Nir Menachemi, a professor of health policy and management at Indiana University, said the lack of coronavirus testing among children is critical flaw undermining schools' attempts to reopen and efforts to better understand how the coronavirus spreads. "Having a blind spot makes you not able to respond from a public health perspective, either with the correct messaging or with the right policies to put into place to protect the people who are vulnerable," Menachemi explained.

Thankfully, some areas are starting to test more children, Kliff and Sanger-Katz report. Florida's Division of Emergency Management, for example, last month said it will "prioritize" testing children, though just 25% of its 60 testing sites see children of all ages.

"When we first started, and there was a lack of access to testing, this kind of triage might have made sense," Daniella Levine Cava, a commissioner of Florida's Miami-Dade County, said. "Clearly it doesn't make sense in the current environment. We know that children contract the disease, we know that children spread the disease, and just because they are less likely to show symptoms, that doesn't mean they pose any less of a risk to others."

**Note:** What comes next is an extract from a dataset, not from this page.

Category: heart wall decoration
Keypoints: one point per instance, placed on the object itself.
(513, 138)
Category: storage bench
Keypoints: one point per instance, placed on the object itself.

Similarly, CVS, which initially tested only adults, recently opted to lower its age limit from 16 to 12. "Because we use self-administered swabs, we've been evolving our testing protocols as we learn more about what's possible," William Durling, a spokesperson for CVS, said. "Twelve years old is the age that our team felt a child could likely swab themselves."

And CORE, a nonprofit in Atlanta, runs clinics that provides no-cost testing for anyone ages two and up. Olivia Boyd, who helps run CORE's testing program, said she started to get several calls about testing for children as schools and camps started to open. "'I heard you test under 18. Is that true?'" Boyd said, recollecting the queries she often receives. "And we'd say yes. Then, 'Thank goodness'" (Kliff/Sanger-Katz, "The Upshot," New York Times, 9/8).